Let's select a sample of 1000 questions to evaluate and generate embeddings for those as well.

In [None]:
df_rag_sample_q = pd.DataFrame(df_rag_sample[["QUESTION", "CONTEXT"]].sample(1000))
df_rag_sample_q = df_rag_sample_q.rename(columns={"CONTEXT": "LABELED_CONTEXT"})

question_sample_list = df_rag_sample_q["QUESTION"].to_list()

question_embeddings = embed_model.encode(question_sample_list, 
                                show_progress_bar=True)

df_rag_sample_q['QUESTION_EMBEDDINGS'] = question_embeddings.tolist()
df_rag_sample_q.head()

We will want to keep track of the correct `CONTEXT` per `QUESTION` as well.

In [None]:
question_labels_list = df_rag_sample_q["LABELED_CONTEXT"].to_list()

Finally, we can evaluate our embedding model on our chosen sample of questions to generate a relevance score.

We'll be using the `util.semantic_search()` function from `sentence_transformers` to select the top `CONTEXT` per `QUESTION` to see whether we pick the correct `CONTEXT` chunk.

In [None]:
from sentence_transformers import util

hits = util.semantic_search(question_embeddings, context_embeddings, top_k=1)

In [None]:
aDict = {}
for n, item in enumerate(hits):
    item[0]["QUESTION"] = question_sample_list[n]
    item[0]["LABELED_CONTEXT"] = question_labels_list[n]
    aDict[n] = item[0]

In [None]:
results_df = pd.DataFrame.from_dict(aDict, orient='index')
results_df.head()

Join `corpus_id` with the original dataset to get the CONTEXT field from the original dataset.

In [None]:
merged_df = pd.merge(df_rag_sample, results_df, 
                      left_index=True, 
                      right_on=['corpus_id'], how='inner')
merged_df.head()

In [None]:
correct_results = merged_df[merged_df['CONTEXT']==merged_df['LABELED_CONTEXT']].count()

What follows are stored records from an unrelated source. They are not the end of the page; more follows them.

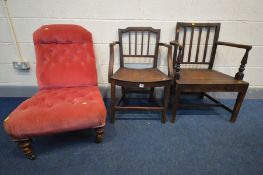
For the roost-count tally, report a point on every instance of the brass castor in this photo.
(25, 146)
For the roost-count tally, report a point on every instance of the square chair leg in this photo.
(239, 101)
(99, 134)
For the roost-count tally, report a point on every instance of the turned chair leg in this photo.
(25, 146)
(99, 134)
(239, 101)
(112, 111)
(201, 95)
(165, 102)
(176, 104)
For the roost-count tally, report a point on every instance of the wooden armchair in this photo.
(204, 79)
(139, 43)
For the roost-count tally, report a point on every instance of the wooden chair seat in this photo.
(206, 77)
(147, 75)
(142, 43)
(193, 80)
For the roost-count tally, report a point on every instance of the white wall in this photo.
(242, 22)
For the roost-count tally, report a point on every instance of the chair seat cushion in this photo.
(206, 76)
(140, 75)
(57, 110)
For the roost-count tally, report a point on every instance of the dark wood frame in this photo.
(240, 87)
(125, 85)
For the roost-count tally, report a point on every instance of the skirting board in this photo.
(28, 91)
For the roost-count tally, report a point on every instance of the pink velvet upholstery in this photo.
(69, 98)
(65, 57)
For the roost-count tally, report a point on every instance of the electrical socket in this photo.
(21, 65)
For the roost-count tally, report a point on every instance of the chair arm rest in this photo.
(111, 61)
(242, 46)
(169, 58)
(239, 75)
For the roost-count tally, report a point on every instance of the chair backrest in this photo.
(199, 43)
(64, 56)
(139, 42)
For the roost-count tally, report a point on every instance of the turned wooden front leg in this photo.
(25, 146)
(99, 134)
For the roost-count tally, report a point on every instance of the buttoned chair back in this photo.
(64, 56)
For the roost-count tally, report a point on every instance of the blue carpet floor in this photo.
(200, 142)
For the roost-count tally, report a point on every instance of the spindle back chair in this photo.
(203, 79)
(142, 43)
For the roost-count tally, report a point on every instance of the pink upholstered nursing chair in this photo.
(68, 98)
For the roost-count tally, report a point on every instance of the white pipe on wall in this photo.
(12, 30)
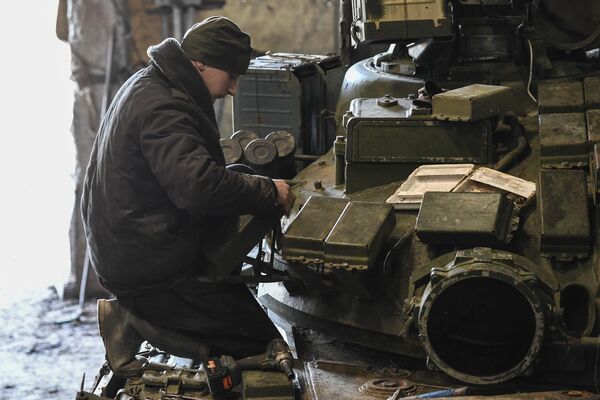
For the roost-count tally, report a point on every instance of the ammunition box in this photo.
(591, 89)
(304, 240)
(472, 103)
(565, 226)
(386, 143)
(359, 234)
(475, 219)
(563, 140)
(560, 97)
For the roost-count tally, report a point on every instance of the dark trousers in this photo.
(226, 317)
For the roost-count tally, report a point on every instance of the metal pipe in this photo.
(306, 157)
(178, 22)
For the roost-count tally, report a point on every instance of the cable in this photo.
(530, 71)
(596, 365)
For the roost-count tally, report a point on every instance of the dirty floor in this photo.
(45, 349)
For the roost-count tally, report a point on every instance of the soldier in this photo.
(156, 187)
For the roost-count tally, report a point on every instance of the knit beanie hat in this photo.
(219, 43)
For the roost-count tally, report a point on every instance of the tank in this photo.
(482, 283)
(444, 240)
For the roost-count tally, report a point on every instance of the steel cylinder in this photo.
(286, 149)
(261, 155)
(232, 151)
(244, 137)
(482, 322)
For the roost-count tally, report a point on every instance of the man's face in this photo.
(219, 83)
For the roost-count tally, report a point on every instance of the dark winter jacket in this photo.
(156, 185)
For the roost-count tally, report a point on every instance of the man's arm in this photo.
(179, 159)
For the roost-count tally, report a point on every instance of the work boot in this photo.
(121, 340)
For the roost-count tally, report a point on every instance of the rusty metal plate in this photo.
(359, 234)
(591, 89)
(266, 385)
(560, 97)
(305, 238)
(593, 125)
(563, 140)
(472, 103)
(564, 216)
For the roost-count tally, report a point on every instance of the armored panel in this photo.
(385, 142)
(563, 140)
(358, 235)
(288, 92)
(593, 125)
(563, 205)
(477, 219)
(393, 20)
(389, 135)
(591, 89)
(472, 103)
(560, 97)
(305, 238)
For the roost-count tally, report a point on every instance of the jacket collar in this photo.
(172, 62)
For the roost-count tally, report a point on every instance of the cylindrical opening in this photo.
(481, 327)
(575, 305)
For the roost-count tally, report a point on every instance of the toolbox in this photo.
(293, 93)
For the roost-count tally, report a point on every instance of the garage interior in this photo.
(412, 297)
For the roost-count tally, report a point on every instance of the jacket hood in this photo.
(172, 62)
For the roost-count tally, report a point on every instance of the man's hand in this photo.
(285, 197)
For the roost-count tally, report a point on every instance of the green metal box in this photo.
(475, 219)
(358, 235)
(289, 92)
(563, 140)
(472, 103)
(386, 142)
(565, 226)
(304, 240)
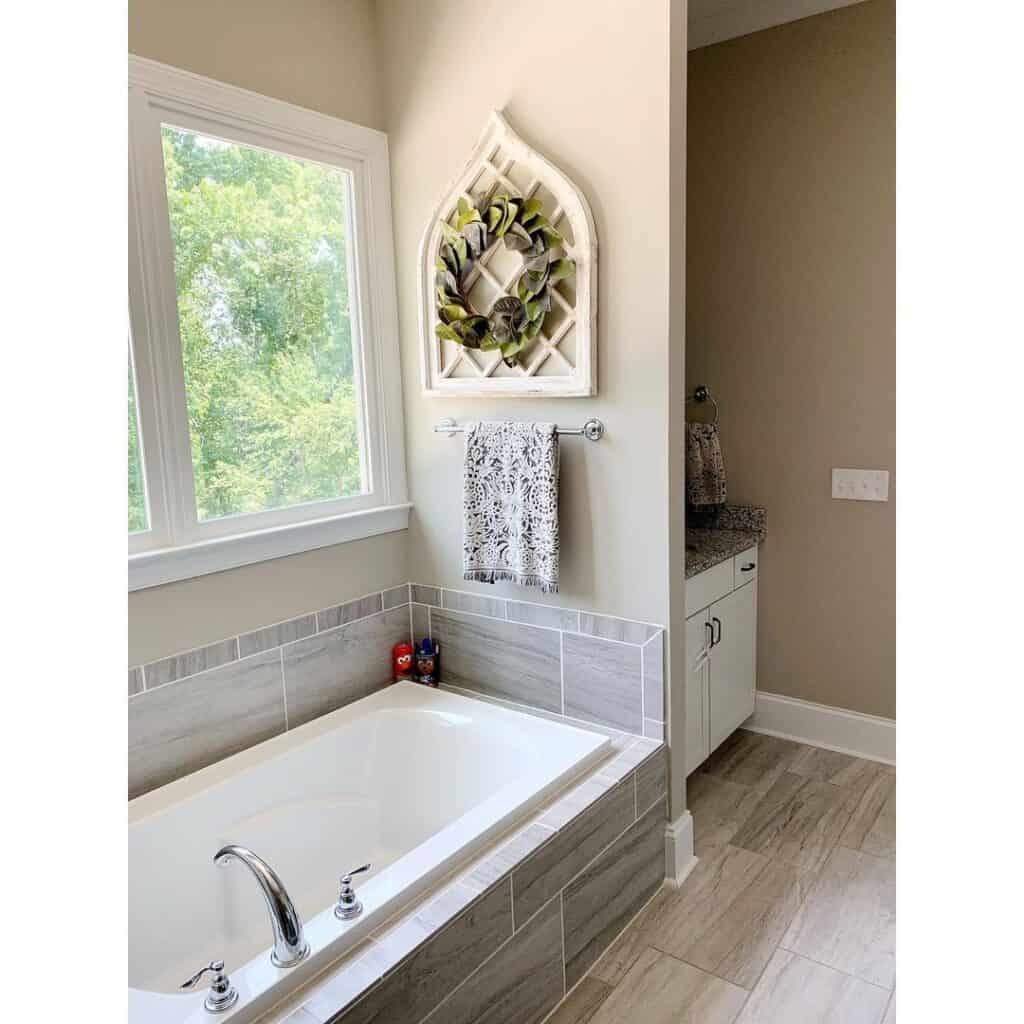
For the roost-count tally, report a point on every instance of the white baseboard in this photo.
(819, 725)
(679, 859)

We compute the accuracy value now to see how many times the correct `CONTEXT` chunk was pulled for each of our sample questions.

In [None]:
accuracy = correct_results.values[0]/merged_df.count()['LABELED_CONTEXT'] * 100
f'''Percent accuracy: {accuracy:.2f}%'''

The accuracy looks good for us to proceed and deploy the embedding model for perform a batch inference job on the full ~10M `CONTEXT` chunks now.

In order to deploy the model, we will be using [Snowflake Model Registry](https://docs.snowflake.com/developer-guide/snowflake-ml/model-registry/overview?utm_cta=snowpark-dg-hero-card).

The Snowflake Model Registry lets you securely manage models and their metadata in Snowflake, regardless of origin. The model registry stores machine learning models as first-class schema-level objects in Snowflake so they can easily be found and used by others in your organization. You can create registries and store models in them using Python classes in the Snowpark ML library. Models can have multiple versions, and you can designate a version as the default.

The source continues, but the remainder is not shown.